I certainly look forward to any progress that will make the results better and more consistent. I do not see a document that can replace a person with experience doing the tune though. Even if we end up using different test signals and analyzers, to give a better indication of what is heard and a more accurate way of determining if, where, and what type of correction is needed, it still comes down to using the tools correctly and applying appropriate correction where needed. There will always be some rooms that just sound better than others due to the space as well as the equipment used. We do our best to make them all sound as close to the ideal environment and perfect speakers as we can. We are getting better at it, while still using the current standard as a reference. But we certainly work well past what is spelled out in the standards now when it comes to time aligning crossovers and aiming speakers. Line arrays and ribbon speakers are a new challenge. Even when the analyzers say they are tuned the same, there is a different sound to them. Speakers have a fair amount of distortion and I believe the spectrum of the distortion is most of the difference I am hearing. Larger horn based line arrays bridge the gap between conventional horns and the ribbon lines. The perfed vs woven screen issue is a huge one, but there are limit on how large of a screen can be woven as they cant have seems like a vinyl screen. Smaller rooms and 4K projectors have brought the "micro perf" screen that have much smaller holes but more of them. They seem to have much more HF roll off to them compared to the regular perfs, but in short rooms, you can see the perfs, and the pixels on the 4K projectors can create a moire effect when some perfs are in the center of a pixel vs on the edge of a pixel. On 2K projectors, there were usually a few perfs inside each pixel, so the effect was far less noticeable.

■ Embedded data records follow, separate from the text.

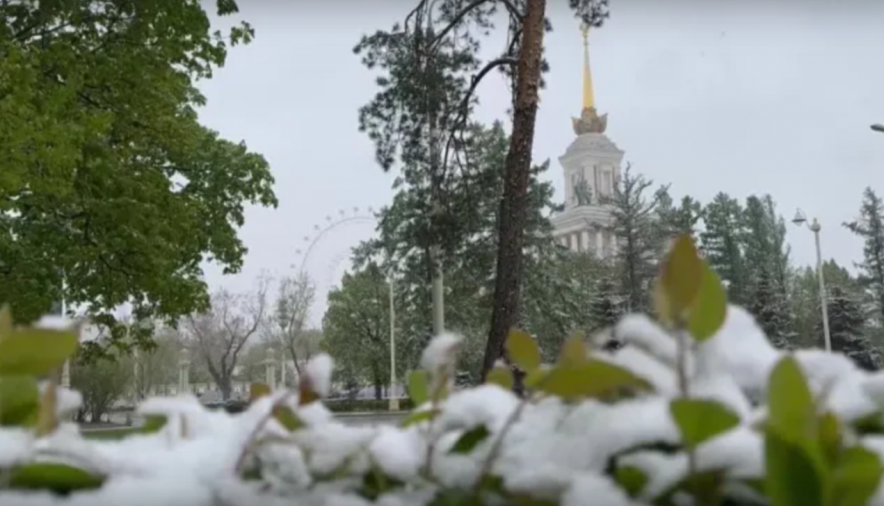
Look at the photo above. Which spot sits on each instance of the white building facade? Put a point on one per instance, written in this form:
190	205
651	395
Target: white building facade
591	167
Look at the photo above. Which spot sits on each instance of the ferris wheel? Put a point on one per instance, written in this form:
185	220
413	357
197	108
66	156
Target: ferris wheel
313	242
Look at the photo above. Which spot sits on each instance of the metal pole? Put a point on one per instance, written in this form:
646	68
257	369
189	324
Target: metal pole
824	303
66	368
394	399
438	295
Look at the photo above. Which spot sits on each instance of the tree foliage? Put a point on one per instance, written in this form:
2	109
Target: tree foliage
870	227
721	242
639	242
846	328
765	283
111	191
357	326
102	382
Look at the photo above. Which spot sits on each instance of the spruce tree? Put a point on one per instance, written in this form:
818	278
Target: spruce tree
721	243
766	296
679	219
638	239
846	325
870	227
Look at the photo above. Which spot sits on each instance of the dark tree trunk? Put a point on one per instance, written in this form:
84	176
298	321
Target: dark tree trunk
513	205
378	385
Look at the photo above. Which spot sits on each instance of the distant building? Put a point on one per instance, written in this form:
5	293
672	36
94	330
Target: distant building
591	166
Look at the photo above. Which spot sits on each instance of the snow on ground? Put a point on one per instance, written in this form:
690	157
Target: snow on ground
553	449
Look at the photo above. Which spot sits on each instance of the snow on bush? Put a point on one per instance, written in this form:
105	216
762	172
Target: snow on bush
695	408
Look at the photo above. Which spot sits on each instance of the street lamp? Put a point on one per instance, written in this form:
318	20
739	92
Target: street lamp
814	226
394	401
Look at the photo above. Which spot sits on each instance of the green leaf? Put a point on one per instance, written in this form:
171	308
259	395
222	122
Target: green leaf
153	424
258	390
790	403
631	479
573	352
5	321
19	401
791	478
419	387
287	418
58	478
830	436
682	275
35	351
47	414
418	417
857	477
469	439
502	377
699	420
522	350
591	379
710	310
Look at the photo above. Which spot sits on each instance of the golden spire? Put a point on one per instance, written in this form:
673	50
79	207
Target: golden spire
589	122
588	95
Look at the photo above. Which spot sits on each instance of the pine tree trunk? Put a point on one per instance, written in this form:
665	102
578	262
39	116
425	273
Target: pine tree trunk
513	205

We had to go out and re-tune a room 3 times in a month as they were testing different screen, and the sound changed so much, the screen change made the room unusable until we re-tuned the system. The room has excellent acoustics and Meyer Acherons behind the screen, so the time domain was excellent for sure. Just minor tweaks to the HF parametric filters put them back in spec and brought the wonderful clear sound back.

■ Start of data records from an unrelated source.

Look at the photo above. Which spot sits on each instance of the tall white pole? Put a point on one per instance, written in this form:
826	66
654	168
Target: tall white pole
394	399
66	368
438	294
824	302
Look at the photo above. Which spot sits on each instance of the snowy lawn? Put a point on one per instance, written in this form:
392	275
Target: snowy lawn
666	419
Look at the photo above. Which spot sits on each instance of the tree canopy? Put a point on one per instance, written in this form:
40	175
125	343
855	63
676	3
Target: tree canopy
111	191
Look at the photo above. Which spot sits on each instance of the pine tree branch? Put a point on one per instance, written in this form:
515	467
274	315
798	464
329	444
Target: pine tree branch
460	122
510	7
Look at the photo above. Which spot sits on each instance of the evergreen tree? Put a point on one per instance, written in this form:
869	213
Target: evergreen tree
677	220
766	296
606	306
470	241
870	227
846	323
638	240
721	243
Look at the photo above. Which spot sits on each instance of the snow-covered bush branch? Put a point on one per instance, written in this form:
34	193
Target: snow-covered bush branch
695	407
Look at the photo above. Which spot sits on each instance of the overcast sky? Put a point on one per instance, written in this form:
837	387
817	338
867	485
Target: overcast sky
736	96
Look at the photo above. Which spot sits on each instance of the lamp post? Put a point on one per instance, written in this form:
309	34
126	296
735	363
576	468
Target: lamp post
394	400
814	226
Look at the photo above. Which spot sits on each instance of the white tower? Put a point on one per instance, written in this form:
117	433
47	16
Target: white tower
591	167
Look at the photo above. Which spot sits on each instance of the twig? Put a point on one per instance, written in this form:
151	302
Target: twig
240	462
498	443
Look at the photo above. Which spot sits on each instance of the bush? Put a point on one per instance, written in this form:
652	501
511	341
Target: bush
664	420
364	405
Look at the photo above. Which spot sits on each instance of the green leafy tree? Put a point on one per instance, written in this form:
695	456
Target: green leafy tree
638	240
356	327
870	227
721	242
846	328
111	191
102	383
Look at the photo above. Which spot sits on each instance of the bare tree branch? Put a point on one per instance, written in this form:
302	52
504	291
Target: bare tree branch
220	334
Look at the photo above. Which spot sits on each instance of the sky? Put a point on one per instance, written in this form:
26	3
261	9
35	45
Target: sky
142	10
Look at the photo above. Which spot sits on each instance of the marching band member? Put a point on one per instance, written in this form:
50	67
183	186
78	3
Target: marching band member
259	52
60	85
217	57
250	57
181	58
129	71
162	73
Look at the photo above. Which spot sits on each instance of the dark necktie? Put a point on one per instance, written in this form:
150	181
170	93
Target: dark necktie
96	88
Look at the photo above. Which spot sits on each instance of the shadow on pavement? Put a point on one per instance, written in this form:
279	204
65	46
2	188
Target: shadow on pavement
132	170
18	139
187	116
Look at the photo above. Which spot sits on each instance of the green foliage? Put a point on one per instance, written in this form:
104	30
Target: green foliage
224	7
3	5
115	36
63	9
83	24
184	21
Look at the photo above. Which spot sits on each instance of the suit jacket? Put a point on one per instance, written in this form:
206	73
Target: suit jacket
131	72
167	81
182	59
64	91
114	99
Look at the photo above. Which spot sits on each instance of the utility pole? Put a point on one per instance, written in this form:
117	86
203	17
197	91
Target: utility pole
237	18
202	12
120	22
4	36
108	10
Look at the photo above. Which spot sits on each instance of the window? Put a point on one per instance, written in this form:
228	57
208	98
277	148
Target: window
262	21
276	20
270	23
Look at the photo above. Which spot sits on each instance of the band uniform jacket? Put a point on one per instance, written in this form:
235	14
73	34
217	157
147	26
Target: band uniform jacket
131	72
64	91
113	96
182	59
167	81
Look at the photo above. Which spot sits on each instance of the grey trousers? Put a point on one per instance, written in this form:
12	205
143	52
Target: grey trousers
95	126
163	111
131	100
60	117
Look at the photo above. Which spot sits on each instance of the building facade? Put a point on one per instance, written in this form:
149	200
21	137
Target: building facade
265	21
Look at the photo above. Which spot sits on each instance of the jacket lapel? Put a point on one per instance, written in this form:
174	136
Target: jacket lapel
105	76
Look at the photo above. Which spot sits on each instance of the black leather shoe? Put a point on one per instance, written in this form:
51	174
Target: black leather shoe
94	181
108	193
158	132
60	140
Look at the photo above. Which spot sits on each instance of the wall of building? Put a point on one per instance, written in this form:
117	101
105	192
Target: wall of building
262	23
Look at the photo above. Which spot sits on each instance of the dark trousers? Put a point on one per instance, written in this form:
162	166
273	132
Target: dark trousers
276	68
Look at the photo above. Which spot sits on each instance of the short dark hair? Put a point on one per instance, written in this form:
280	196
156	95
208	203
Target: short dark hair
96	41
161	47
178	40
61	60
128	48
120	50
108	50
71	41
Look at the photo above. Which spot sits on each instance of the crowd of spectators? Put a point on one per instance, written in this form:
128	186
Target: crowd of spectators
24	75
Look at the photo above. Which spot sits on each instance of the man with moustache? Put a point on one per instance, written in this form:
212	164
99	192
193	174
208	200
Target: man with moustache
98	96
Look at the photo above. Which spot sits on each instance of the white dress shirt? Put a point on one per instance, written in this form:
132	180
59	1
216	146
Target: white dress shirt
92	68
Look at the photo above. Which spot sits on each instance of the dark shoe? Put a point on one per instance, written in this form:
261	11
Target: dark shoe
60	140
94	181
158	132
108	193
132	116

We need well defined response and level standards, but we also need consistent ways to get there. It would take a huge document to try and detail how we apply the current standard. Much of it is learned through experience. I am happy to see this is being looked at closer, but calling the current spec totally useless is just plain wrong. The problem is not the target of the spec, it is the route of getting there that needs the work. Time domain is not even address in the spec, and for the most part, we can only adjust this between the multiple drivers of a Bi,Tri, or Quad amp'd system. It is up to the speaker designers to make drivers that behave well. Meyer has done an excellent job there.